One of the things that helped her make this change was her faith. ‘How am I going to say this without sounding cranky?’ She sometimes chooses her words carefully and talks in a circumspect fashion, as if she fears being stitched up. ‘My mother and two sisters are Catholic. Religiously, I haven’t anything very strong in my background. But I feel a very strong force within myself, almost like an instinct which I follow.’ She places her hand on her stomach. ‘It is warm and it is bright. I suppose you could call that God. I know that what keeps me going is this strong, warm force inside me. ‘I think you have to be very humble about what you want to achieve in life, because it’s not our decision,’ she says. ‘I don’t say I’ll leave everything to fate, because I certainly wouldn’t. But there is a fair amount of that. You can plan your life for the next 20 years, but there is no way it is going to go that way.’
When she talks about her split from Lloyd Webber, she talks about such cosmic forces again. ‘There are forces and things that happen that are completely beyond our control. Relationships aren’t like business and you can’t treat them as such. If someone really truly loves you and you’re just yourself with them and not forcing anything and it is right, it will be there forever. But if it’s not right, it’s naturally not going to work.’ She now lives in a two-bedroom rented flat in central London. She has simple tastes. ‘I’ve got the basics. I don’t need anything else. I don’t own a property anywhere in the world.’
She is 31 years old. ‘I don’t mind if I never get married again,’ she says. ‘And that’s not to do with being cross or anything. I don’t have a particular boyfriend. I’m dating lots of men. At first, I was a bit nervous because I didn’t know what to do. But you don’t have to do anything. You just have to be yourself.
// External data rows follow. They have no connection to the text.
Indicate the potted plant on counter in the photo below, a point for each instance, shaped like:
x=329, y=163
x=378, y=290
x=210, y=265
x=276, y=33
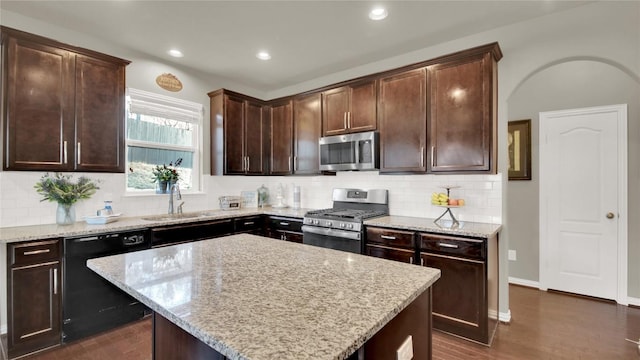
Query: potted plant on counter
x=166, y=175
x=61, y=189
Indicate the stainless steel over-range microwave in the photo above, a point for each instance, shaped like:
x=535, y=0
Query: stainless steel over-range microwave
x=358, y=151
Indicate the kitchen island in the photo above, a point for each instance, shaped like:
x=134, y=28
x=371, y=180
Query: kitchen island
x=250, y=297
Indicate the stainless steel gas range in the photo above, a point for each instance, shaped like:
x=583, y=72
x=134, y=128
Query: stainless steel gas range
x=340, y=227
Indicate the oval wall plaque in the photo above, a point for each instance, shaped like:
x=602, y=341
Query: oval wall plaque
x=169, y=82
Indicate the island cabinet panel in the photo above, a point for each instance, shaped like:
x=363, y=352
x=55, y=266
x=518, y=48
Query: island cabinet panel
x=462, y=115
x=402, y=115
x=63, y=108
x=307, y=123
x=462, y=298
x=281, y=138
x=33, y=296
x=350, y=108
x=243, y=142
x=391, y=244
x=284, y=228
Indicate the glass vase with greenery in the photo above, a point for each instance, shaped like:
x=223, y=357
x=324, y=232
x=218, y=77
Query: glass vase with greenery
x=165, y=175
x=61, y=189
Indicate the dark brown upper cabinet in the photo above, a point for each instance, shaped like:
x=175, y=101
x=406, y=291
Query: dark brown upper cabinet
x=281, y=115
x=243, y=125
x=402, y=114
x=463, y=113
x=63, y=108
x=350, y=108
x=307, y=129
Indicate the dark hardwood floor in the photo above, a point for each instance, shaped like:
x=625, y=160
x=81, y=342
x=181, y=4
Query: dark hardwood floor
x=544, y=325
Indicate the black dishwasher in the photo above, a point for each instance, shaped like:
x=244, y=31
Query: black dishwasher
x=91, y=304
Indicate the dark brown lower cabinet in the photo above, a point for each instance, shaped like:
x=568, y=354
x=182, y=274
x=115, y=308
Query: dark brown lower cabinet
x=33, y=296
x=391, y=244
x=465, y=298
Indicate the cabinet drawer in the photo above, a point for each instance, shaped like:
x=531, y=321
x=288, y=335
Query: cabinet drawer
x=392, y=238
x=34, y=252
x=450, y=245
x=285, y=224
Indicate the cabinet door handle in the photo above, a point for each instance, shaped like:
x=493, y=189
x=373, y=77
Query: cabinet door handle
x=64, y=151
x=35, y=252
x=55, y=281
x=450, y=246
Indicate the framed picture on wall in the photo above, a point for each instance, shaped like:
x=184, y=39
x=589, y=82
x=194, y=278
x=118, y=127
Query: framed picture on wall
x=519, y=143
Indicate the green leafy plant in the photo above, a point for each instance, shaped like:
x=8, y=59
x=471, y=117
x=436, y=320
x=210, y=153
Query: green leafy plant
x=61, y=189
x=167, y=173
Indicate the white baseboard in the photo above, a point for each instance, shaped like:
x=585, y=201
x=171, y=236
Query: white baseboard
x=524, y=282
x=505, y=317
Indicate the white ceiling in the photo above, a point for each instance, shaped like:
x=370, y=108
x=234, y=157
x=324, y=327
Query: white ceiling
x=307, y=39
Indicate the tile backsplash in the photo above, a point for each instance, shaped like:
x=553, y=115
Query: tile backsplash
x=409, y=195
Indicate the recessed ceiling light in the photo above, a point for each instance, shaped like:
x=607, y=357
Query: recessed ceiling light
x=263, y=55
x=175, y=53
x=378, y=13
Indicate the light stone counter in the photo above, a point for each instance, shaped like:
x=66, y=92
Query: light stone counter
x=467, y=229
x=81, y=228
x=250, y=297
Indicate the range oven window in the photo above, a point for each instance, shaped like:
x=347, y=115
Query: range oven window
x=358, y=151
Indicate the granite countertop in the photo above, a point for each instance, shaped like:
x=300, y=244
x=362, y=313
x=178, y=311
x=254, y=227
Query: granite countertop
x=468, y=229
x=81, y=228
x=250, y=297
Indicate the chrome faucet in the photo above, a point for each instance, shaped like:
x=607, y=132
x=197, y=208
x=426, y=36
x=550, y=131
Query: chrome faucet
x=175, y=188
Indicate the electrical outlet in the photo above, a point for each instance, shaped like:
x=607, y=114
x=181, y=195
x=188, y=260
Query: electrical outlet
x=405, y=351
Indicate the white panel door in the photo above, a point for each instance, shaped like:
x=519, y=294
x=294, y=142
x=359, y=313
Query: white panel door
x=579, y=198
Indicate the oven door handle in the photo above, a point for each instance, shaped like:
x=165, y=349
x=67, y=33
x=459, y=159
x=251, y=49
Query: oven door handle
x=353, y=235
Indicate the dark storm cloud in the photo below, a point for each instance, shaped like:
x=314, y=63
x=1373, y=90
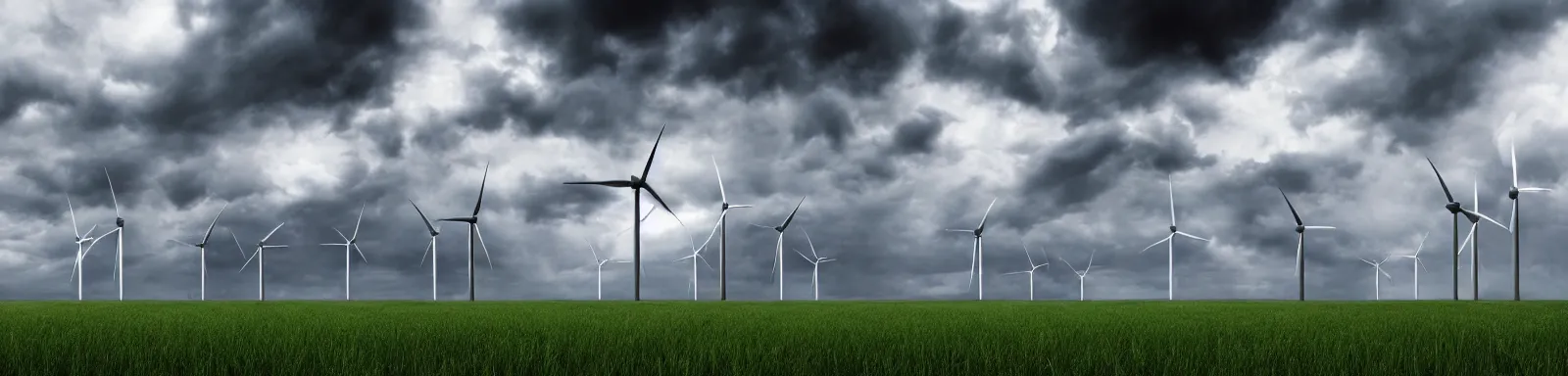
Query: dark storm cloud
x=261, y=59
x=1432, y=62
x=1081, y=168
x=745, y=47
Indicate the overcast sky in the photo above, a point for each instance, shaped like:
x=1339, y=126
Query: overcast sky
x=894, y=119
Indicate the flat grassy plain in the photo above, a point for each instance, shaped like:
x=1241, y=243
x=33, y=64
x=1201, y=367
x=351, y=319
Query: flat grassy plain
x=864, y=337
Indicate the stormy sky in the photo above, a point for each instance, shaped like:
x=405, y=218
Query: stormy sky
x=894, y=119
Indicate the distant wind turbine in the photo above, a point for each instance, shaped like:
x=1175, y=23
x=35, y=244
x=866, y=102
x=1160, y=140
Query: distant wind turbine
x=1513, y=218
x=1377, y=268
x=637, y=184
x=1455, y=209
x=600, y=268
x=977, y=253
x=1418, y=266
x=82, y=237
x=1081, y=273
x=778, y=247
x=430, y=250
x=203, y=247
x=1170, y=245
x=1300, y=247
x=261, y=265
x=1031, y=271
x=721, y=227
x=350, y=243
x=815, y=263
x=120, y=239
x=474, y=231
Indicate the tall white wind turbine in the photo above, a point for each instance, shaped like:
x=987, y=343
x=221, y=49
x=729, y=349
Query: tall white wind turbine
x=474, y=231
x=120, y=239
x=600, y=268
x=1031, y=271
x=430, y=250
x=1513, y=218
x=350, y=243
x=1081, y=273
x=1455, y=209
x=1416, y=265
x=778, y=247
x=1377, y=268
x=815, y=263
x=977, y=253
x=261, y=265
x=1300, y=247
x=82, y=253
x=203, y=248
x=1170, y=245
x=721, y=227
x=639, y=184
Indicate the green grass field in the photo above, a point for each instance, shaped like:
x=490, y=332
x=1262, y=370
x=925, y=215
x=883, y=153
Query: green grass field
x=960, y=337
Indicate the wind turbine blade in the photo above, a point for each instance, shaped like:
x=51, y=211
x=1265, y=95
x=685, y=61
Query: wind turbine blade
x=1446, y=193
x=650, y=188
x=363, y=216
x=482, y=190
x=270, y=234
x=808, y=243
x=112, y=192
x=1191, y=235
x=214, y=223
x=721, y=196
x=792, y=212
x=422, y=216
x=987, y=213
x=1156, y=243
x=1288, y=204
x=650, y=164
x=482, y=247
x=616, y=184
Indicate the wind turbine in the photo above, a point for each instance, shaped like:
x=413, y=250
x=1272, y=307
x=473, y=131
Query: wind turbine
x=1031, y=271
x=1455, y=209
x=815, y=262
x=1418, y=265
x=977, y=253
x=637, y=184
x=721, y=227
x=1081, y=273
x=261, y=265
x=474, y=231
x=430, y=250
x=350, y=243
x=600, y=268
x=80, y=237
x=1300, y=247
x=203, y=247
x=1513, y=218
x=120, y=239
x=695, y=256
x=778, y=247
x=1170, y=245
x=1377, y=268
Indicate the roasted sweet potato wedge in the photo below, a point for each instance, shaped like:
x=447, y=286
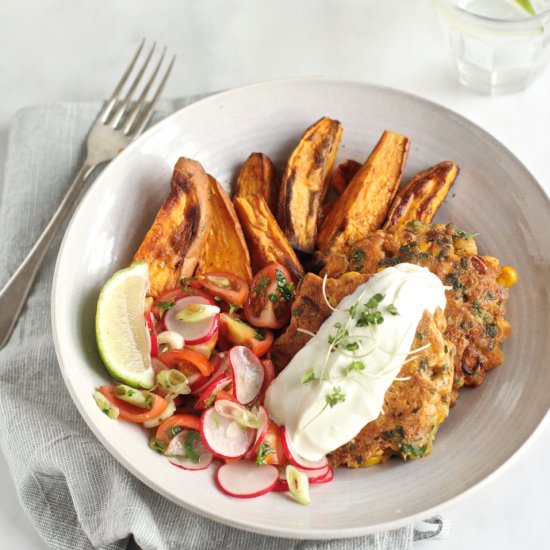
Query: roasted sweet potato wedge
x=258, y=177
x=343, y=174
x=266, y=241
x=364, y=204
x=174, y=242
x=420, y=198
x=305, y=182
x=225, y=247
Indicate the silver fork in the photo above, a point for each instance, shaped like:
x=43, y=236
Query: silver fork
x=119, y=122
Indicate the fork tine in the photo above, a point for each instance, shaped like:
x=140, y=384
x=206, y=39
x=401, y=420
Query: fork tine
x=148, y=111
x=107, y=109
x=121, y=109
x=132, y=115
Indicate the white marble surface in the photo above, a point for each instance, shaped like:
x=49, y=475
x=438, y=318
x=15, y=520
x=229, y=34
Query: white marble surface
x=70, y=50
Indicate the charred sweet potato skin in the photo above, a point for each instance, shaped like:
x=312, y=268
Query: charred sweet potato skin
x=174, y=242
x=305, y=182
x=259, y=177
x=266, y=241
x=421, y=197
x=343, y=174
x=364, y=204
x=225, y=246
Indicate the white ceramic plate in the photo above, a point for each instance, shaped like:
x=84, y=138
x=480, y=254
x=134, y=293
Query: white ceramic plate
x=494, y=195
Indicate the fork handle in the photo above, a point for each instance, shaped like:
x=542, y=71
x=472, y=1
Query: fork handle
x=16, y=290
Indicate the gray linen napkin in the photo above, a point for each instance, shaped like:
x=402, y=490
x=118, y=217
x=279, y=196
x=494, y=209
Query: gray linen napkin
x=77, y=495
‘I badly need people. We all do. I mean ‘no man is an island unto himself’.’ She leans back on the fleur-de-lis cushion in a hospitality room in the bowels of the Prince of Wales Theatre. ‘We all need help and advice. But inside, I am very, very strong and quite tough and I know what I want. I can be very independent, as long as I have my friends and family.’ Ask her about having children and she shrieks with laughter and starts to kick her leg in a very agitated way. ‘I come from a family of six, the youngest of whom is only 13. So I don’t particularly have any great maternal instincts. I’ve seen it’s jolly hard. I’ve seen my mother bring up all those children without any help. It’s tough.
‘In a way, they do drain your emotions and I feel that I wouldn’t be able to do my work as well if I had babies. If I had children, I’d probably give up all my time and stop work.’
It is unlikely she will stop work soon. She is driven. If she has two hours when the phone isn’t ringing, she starts to pace the flat. ‘Even if I switch on the television and watch a film, my mind’s grinding about why something is such and such a way at work and which camera shot would be good.’
She says she feels like the lion in The Wizard of Oz. ‘The one who has no courage. I’ve always felt like that since I was small. I’ve always felt like I’ve got a hurdle to overcome and often I don’t know whether I’m going to make it. There are all sorts of little things in life that I am scared of. And I am fearful of people.
‘But I’m also very happy within myself and feel quite strongly within myself at the moment.’ She does a double take on the last few words. ‘I’m healthy. I have a lovely family. And I have been given a talent that I feel grateful for.’
So why did she flinch on the last few words? Is it because she always thinks there’s something nasty around the corner? ‘I don’t know.’ She shrugs her shoulders, little girl like. ‘Maybe.’